# effacer chansons en double sur iTunes



## medjemni (8 Janvier 2005)

Salut,
Voila, j'ai un probleme avec mon iTunes, suite a une mauvaise manipulation, je me retrouve avec toutes mes chansons en double, et je veus savoir s'il y a moyen d'effacer les doublons, de facon a avoir une seule copie de chaque chanson,
merci


----------



## iTof (8 Janvier 2005)

medjemni a dit:
			
		

> Salut,
> Voila, j'ai un probleme avec mon iTunes, suite a une mauvaise manipulation, je me retrouve avec toutes mes chansons en double, et je veus savoir s'il y a moyen d'effacer les doublons, de facon a avoir une seule copie de chaque chanson,
> merci


  et bienvenue sur MacGé  : j'emploie la version "huile de coude" 
> nan, connais pas d'astuce, mais si les noms de fichiers sont exactes, tu as un soft qui te permet de virer les fichiers en double : "Doublet scan" je crois me souvenir. A vérifier par une petite recherche ? (je vais faire :sleep: )

(ton thread risque d'être déplacé ici  )


----------



## Xman (8 Janvier 2005)

medjemni a dit:
			
		

> Salut,
> Voila, j'ai un probleme avec mon iTunes, suite a une mauvaise manipulation, je me retrouve avec toutes mes chansons en double, et je veus savoir s'il y a moyen d'effacer les doublons, de facon a avoir une seule copie de chaque chanson,
> merci



C'est très compliqué...   Menu édition/Afficher les morceaux en double
Il ne reste plus qu'à les effacer.


----------



## Bilbo (8 Janvier 2005)

iTof a dit:
			
		

> (ton thread risque d'être déplacé ici  )

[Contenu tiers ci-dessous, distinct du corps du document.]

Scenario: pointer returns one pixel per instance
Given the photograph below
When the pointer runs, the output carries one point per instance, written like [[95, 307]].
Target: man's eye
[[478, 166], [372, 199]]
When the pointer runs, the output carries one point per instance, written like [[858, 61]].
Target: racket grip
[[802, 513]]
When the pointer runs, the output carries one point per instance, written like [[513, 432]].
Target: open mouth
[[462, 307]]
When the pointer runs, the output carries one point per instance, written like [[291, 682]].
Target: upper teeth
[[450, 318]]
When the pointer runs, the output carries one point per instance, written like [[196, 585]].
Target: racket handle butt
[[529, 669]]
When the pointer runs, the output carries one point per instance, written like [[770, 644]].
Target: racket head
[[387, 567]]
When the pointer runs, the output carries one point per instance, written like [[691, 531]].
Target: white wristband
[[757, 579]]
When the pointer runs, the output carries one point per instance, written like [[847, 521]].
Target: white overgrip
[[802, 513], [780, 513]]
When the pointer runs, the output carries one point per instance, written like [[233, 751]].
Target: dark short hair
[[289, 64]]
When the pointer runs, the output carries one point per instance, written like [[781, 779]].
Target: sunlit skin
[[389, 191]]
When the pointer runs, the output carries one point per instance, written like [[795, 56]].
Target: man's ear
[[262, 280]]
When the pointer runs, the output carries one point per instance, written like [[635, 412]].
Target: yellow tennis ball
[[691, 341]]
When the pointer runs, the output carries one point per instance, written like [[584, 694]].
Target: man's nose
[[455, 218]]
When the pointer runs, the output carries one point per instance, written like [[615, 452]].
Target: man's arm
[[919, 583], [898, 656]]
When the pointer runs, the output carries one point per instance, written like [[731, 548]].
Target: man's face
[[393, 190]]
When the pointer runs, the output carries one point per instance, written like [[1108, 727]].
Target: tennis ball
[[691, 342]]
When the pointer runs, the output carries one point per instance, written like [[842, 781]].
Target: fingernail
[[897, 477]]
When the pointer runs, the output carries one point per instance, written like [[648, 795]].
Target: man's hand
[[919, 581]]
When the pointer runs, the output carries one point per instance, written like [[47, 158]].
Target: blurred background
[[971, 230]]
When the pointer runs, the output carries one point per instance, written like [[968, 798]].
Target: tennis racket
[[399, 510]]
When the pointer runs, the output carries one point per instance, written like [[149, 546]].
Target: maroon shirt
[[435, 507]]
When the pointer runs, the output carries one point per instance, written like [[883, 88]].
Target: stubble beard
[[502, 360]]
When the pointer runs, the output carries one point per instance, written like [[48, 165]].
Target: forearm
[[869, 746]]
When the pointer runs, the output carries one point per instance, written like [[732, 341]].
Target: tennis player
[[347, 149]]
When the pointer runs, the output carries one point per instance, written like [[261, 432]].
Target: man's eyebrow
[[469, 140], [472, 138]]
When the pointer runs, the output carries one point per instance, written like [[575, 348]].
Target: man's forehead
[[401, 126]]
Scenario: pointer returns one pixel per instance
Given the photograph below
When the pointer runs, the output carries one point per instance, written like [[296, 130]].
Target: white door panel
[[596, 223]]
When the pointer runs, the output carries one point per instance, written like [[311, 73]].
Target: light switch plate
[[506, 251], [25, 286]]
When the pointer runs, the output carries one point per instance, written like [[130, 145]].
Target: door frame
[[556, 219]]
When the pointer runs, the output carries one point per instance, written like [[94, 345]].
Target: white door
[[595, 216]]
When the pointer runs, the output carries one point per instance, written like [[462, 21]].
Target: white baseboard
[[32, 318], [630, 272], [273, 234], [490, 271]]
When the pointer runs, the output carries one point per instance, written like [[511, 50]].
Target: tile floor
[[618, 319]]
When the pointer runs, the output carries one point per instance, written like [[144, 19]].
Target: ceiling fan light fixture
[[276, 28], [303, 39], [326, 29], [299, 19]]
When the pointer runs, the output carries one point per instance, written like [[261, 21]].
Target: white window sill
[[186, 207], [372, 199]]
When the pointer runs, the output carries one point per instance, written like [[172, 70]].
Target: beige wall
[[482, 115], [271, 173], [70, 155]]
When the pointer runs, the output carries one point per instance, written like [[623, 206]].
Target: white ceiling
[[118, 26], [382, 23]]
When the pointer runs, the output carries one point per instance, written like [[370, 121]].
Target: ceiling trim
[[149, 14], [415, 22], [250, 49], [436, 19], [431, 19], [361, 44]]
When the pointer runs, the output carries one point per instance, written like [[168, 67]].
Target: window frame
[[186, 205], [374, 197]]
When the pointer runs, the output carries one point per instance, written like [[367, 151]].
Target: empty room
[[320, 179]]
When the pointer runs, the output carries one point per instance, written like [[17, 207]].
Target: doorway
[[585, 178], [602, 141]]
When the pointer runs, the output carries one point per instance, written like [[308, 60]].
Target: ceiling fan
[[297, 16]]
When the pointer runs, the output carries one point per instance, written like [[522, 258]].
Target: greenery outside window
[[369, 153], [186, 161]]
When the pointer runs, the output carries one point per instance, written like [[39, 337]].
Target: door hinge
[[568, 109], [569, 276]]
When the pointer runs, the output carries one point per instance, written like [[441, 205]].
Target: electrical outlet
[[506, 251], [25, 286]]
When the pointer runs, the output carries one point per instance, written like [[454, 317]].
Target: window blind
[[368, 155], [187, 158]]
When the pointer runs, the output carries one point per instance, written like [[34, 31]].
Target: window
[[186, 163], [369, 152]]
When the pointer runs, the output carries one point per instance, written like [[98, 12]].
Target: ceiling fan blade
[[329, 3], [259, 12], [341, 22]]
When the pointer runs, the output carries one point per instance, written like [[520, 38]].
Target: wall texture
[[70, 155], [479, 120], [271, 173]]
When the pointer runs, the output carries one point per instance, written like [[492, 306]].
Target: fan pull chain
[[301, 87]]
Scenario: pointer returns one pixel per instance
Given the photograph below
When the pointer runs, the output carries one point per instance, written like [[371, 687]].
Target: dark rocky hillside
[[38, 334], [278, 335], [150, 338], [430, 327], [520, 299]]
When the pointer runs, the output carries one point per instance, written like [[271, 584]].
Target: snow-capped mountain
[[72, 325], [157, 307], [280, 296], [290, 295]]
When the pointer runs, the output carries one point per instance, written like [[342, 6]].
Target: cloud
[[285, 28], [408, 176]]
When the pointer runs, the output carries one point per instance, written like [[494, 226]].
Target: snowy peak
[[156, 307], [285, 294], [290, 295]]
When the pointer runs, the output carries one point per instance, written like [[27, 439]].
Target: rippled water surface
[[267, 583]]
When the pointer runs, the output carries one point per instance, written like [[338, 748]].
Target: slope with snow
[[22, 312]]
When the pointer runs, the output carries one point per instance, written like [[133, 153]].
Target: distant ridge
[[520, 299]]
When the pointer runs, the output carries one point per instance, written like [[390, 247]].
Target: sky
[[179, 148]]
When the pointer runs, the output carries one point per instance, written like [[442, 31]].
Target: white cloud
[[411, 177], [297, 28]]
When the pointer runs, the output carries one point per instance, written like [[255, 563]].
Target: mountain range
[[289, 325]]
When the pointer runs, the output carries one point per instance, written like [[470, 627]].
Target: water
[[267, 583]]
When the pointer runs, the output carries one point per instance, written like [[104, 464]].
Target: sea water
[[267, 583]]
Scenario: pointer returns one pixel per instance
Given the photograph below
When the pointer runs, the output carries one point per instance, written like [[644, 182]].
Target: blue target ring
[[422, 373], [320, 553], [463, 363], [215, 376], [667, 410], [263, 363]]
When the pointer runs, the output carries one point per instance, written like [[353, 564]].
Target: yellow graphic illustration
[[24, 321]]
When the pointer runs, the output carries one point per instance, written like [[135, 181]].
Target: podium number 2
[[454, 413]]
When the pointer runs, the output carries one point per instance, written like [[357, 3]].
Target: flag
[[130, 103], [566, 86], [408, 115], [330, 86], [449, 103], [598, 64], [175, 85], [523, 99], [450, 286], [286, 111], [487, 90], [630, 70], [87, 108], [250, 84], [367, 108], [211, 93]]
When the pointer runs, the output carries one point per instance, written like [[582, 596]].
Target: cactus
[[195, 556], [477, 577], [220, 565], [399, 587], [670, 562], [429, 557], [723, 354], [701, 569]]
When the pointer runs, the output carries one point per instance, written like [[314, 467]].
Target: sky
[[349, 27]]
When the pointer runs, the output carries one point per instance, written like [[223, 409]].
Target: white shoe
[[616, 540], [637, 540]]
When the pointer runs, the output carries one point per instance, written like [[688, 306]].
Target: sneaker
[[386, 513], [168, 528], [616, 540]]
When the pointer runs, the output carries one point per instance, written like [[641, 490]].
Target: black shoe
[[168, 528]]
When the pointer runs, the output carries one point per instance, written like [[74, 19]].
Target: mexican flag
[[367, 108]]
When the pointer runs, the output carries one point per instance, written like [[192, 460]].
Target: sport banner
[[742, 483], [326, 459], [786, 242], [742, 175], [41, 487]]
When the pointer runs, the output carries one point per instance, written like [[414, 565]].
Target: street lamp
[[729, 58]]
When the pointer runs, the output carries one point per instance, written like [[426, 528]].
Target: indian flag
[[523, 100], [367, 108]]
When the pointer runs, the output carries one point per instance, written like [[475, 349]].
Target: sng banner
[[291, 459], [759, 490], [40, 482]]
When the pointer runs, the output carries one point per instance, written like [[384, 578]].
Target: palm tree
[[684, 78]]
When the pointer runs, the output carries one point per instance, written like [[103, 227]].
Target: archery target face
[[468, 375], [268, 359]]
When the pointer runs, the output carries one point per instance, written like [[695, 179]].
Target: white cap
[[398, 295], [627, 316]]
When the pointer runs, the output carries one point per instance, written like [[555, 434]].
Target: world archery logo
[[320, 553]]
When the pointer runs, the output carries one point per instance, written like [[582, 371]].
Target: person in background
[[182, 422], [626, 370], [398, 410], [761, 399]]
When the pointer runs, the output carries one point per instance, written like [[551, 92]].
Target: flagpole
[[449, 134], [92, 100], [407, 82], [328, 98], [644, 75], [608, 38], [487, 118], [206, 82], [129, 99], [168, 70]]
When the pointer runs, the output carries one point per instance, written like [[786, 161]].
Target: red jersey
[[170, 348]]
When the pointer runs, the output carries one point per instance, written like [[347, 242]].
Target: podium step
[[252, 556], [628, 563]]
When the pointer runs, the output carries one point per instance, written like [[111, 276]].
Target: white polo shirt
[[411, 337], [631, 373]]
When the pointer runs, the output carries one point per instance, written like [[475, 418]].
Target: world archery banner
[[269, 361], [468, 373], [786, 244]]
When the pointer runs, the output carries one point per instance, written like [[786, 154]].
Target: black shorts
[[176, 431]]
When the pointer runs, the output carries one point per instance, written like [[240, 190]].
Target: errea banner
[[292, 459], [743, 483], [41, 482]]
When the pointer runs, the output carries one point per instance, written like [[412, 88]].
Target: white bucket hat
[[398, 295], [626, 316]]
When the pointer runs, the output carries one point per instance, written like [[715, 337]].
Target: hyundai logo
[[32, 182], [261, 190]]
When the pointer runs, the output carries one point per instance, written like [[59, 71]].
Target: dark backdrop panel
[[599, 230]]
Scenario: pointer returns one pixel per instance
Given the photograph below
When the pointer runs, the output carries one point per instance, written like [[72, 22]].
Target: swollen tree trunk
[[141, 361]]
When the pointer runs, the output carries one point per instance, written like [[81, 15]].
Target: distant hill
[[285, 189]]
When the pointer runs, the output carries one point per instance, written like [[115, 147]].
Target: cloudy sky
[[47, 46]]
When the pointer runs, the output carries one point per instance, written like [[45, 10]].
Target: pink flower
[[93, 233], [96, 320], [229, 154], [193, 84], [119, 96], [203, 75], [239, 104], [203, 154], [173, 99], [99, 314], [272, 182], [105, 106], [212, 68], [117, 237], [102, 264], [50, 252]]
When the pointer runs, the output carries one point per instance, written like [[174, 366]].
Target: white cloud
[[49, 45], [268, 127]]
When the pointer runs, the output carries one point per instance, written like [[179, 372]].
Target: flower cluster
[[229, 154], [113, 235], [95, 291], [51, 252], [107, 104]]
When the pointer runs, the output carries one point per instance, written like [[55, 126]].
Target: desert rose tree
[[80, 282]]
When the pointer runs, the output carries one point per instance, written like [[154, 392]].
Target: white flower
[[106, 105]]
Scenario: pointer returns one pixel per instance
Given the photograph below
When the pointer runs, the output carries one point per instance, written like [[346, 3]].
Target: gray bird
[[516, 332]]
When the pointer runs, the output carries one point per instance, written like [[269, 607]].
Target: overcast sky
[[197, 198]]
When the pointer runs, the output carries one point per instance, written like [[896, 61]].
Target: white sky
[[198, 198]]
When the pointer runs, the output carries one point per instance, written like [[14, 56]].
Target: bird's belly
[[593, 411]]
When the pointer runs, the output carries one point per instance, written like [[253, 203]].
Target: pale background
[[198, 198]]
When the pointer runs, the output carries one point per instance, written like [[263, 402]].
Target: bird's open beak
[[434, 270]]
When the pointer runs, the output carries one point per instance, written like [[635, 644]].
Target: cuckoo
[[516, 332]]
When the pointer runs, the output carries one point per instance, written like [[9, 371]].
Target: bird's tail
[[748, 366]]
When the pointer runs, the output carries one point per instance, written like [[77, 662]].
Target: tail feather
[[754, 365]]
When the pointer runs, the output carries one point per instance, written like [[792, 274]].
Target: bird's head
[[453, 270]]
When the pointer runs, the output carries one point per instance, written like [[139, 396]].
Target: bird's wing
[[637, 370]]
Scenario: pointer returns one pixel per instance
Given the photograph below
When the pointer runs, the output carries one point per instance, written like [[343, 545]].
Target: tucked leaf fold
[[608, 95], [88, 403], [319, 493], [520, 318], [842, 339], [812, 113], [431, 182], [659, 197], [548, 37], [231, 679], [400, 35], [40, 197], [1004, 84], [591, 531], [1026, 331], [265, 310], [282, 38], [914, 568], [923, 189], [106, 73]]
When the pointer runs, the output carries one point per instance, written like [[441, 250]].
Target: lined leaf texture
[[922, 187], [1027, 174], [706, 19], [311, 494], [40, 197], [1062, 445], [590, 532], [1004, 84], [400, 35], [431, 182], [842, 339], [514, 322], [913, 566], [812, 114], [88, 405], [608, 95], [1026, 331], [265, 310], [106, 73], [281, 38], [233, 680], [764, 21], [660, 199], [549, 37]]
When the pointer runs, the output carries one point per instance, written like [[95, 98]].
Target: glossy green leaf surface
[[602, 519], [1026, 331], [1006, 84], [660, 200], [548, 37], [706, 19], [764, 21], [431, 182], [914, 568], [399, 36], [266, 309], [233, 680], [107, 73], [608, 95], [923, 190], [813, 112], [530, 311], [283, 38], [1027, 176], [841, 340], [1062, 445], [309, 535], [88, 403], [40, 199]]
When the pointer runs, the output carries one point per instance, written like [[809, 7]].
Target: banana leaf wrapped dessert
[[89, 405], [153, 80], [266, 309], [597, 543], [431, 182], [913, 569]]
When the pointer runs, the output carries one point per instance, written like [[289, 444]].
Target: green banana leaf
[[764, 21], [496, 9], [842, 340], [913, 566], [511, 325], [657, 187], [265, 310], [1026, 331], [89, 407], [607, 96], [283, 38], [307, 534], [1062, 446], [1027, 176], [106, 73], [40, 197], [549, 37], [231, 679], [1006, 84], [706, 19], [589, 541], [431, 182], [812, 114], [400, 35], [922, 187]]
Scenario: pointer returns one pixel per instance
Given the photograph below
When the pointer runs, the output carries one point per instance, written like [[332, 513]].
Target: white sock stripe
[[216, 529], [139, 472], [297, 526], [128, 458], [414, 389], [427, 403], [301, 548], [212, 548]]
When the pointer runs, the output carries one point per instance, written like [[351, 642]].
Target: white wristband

Non, non, non. Eh, ho.  Les fadas de gadgets qui sont sur iPodG (t'as vu la différence ? MacG c'est la classe, iPodG pfff  ). Nos fils, on les garde. 

À+


----------



## medjemni (9 Janvier 2005)

En fait je connais deja la methode,

mais le probleme c'est que ca efface toutes les chansons en doubles, alors que je veus garder une seule copiedes chansons en doubles,
merci


----------



## Spyro (9 Janvier 2005)

1 - Afficher les morceaux en double
2 - Trier par date d'ajout
3 - Sélectionner les derniers avec shift-clic (enfin ceux qu'il faut - c'est à dire ceux qui sont en double, qui se suivent a priori dans l'ordre d'ajout)
4 - Supprimer

Ça devrait suffire 
(Tu peux même te passer de l'étape 1 en fait).


----------



## Grug (9 Janvier 2005)

si tu y tiens vraiment, ou a une grosse library (tu l'as vue ma grosse library  ) il existe des soft pour t'aider dans ta tache. 
isweep par exemple.
(c'est un shareware  à 15$)


----------



## medjemni (10 Janvier 2005)

Si,effectivement j'ai une tres grosse librairy, 15000, mais bon...
En tout cas merci pour l'info, je vais essayé


----------